The elder Addazio was in agreement with Bates. He said he is not one to tell his son to stop playing football out of fear.
He was also against NCAA legislation.
"As a father, I see him taking on tough collisions every day," Addazio said. "It is a part of the game, part of who he is and part of who he wants to be.
"The best thing for everyone involved is a combination of teaching and advanced technology. Taking tackling out of football won't happen, so there has to be another answer."
The facts are stacked against doing nothing.
In 2007, the NFL released findings that showed players with at least three concussions had triple the risk of depression.
In 2012, another study revealed that players have three times the risk of neurodegenerative diseases compared to the public.
While helmet technology -- such as the Head Impact Telemetry System and Sideline Response System created by Riddell -- has started to more aggressively mitigate the problems, it may require a more aggressive approach.
But San Jose State coach Ron Caragher said rhetoric won't move the needle.
"It is on all of us to make sure the kids are having fun but also staying healthy," he said.

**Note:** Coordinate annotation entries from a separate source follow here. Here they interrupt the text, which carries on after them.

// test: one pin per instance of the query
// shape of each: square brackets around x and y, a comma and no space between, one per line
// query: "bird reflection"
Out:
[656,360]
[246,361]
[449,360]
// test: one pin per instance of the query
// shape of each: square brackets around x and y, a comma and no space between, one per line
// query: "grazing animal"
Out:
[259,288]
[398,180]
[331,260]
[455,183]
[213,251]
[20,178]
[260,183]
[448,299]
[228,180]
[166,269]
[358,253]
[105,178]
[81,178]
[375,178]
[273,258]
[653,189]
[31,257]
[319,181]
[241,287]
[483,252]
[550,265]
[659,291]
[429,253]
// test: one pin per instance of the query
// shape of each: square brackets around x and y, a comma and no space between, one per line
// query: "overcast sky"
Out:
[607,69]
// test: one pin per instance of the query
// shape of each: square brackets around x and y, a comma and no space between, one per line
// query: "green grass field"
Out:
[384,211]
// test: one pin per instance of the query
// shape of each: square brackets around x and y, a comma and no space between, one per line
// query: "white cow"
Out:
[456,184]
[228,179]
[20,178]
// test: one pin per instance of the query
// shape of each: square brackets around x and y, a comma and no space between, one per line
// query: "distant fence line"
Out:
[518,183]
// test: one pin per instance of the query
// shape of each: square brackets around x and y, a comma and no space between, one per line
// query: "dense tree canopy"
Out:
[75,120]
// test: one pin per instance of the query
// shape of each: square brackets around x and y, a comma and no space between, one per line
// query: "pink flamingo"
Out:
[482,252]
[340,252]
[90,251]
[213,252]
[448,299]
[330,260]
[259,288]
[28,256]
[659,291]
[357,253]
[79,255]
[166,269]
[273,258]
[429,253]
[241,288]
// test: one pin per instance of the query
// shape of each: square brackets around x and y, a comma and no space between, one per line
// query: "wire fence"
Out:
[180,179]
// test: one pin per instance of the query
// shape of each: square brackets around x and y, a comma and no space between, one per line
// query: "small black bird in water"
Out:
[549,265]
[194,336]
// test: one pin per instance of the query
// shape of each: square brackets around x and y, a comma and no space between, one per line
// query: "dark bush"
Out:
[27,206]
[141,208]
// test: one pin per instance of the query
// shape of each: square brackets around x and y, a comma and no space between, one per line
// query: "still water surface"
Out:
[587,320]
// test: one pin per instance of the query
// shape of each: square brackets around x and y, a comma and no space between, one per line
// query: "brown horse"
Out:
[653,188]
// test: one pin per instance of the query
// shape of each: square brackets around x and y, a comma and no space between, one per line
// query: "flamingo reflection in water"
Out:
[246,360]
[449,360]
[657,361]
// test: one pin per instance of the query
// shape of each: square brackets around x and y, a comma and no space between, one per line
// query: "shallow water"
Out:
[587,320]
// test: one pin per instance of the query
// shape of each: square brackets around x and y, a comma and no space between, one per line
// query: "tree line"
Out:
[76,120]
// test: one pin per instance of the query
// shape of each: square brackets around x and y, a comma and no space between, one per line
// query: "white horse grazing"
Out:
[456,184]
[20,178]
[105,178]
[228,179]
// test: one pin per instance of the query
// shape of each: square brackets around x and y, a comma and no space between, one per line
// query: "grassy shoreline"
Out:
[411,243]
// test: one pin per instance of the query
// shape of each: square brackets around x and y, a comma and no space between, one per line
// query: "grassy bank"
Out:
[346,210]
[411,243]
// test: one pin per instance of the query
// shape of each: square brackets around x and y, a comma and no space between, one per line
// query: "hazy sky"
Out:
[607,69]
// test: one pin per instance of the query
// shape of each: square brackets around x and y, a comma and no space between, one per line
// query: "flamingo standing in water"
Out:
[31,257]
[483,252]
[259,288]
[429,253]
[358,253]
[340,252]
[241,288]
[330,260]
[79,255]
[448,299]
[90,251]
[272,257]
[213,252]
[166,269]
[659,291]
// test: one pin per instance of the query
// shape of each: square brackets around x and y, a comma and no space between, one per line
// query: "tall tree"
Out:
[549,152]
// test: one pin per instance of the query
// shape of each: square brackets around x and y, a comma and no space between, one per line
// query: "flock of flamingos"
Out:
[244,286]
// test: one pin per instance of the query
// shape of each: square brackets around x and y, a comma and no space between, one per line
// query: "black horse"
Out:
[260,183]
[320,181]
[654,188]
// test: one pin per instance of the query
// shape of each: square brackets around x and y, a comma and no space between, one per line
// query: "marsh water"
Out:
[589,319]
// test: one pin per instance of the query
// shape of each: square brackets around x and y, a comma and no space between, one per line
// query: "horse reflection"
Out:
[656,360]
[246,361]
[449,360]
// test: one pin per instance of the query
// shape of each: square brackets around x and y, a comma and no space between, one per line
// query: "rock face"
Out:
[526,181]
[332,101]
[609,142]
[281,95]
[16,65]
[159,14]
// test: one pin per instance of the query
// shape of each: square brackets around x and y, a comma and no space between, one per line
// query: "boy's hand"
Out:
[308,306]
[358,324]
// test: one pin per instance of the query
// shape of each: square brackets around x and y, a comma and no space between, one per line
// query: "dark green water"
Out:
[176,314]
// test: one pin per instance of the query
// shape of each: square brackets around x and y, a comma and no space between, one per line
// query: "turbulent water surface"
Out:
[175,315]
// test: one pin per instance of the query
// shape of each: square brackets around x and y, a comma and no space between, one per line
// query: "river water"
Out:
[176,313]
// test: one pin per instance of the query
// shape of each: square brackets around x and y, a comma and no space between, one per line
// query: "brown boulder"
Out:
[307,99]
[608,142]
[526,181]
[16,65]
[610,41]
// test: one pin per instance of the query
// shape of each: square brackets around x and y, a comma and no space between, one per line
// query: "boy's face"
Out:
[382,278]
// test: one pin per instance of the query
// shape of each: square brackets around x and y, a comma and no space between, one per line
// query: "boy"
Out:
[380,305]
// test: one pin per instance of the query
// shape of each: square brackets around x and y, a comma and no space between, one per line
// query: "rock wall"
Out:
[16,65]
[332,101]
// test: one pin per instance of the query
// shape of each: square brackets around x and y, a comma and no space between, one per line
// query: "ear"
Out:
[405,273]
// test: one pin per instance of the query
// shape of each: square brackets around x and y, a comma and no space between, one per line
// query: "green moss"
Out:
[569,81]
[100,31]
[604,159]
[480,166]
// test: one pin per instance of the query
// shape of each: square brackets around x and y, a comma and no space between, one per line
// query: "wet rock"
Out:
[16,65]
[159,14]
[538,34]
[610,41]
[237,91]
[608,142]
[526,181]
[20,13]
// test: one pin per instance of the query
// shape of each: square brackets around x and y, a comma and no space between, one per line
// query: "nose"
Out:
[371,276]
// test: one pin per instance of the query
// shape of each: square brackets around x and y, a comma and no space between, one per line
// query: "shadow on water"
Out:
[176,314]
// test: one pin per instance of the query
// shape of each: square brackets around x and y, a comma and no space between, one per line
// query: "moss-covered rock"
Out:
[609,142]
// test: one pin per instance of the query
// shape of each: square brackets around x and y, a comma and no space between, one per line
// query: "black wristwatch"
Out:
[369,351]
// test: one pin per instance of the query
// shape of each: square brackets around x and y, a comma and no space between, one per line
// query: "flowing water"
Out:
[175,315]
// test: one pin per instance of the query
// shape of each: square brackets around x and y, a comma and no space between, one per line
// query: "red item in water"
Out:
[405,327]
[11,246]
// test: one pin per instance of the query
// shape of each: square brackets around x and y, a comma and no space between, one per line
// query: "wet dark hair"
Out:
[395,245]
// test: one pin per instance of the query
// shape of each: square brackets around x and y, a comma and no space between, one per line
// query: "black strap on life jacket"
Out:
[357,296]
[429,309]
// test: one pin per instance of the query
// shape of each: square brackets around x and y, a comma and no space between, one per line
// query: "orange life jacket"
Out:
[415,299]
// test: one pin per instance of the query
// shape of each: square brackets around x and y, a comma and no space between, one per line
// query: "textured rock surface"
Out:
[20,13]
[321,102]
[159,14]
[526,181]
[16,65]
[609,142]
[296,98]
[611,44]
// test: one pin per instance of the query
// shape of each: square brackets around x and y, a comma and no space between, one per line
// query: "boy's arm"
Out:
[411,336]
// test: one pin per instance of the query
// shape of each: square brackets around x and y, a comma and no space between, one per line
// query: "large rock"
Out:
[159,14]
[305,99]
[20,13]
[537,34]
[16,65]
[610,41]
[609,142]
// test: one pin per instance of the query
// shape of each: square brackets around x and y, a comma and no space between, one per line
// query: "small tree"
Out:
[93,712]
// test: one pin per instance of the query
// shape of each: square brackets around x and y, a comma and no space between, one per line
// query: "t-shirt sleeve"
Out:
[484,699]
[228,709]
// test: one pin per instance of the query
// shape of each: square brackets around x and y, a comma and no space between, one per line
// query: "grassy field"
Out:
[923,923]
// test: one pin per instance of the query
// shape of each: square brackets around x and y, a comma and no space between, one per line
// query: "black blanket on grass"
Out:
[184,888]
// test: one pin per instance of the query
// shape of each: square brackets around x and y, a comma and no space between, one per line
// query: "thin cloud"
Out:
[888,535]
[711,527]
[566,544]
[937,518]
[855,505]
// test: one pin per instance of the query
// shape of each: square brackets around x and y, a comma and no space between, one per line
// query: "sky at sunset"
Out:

"The players are all trying to be bigger, stronger, faster, and the number of concussions is on the rise. We all know 'Heads up, eyes up, run through the guy,' but that clearly isn't enough anymore. I think the next wave will be dramatic and maybe looking outside of the box will be good for everyone."
Caragher has a powerful ally in President Barack Obama, who told The New Republic in January that the sport might have to change to protect players.
"I tend to be more worried about college players than NFL players in the sense that the NFL players have a union, they're grown men, they can make some of these decisions on their own, and most of them are well compensated for the violence they do to their bodies," Obama said.
"You read some of these stories about college players who undergo some of these same problems with concussions and so forth and then have nothing to fall back on. That's something that I'd like to see the NCAA think about."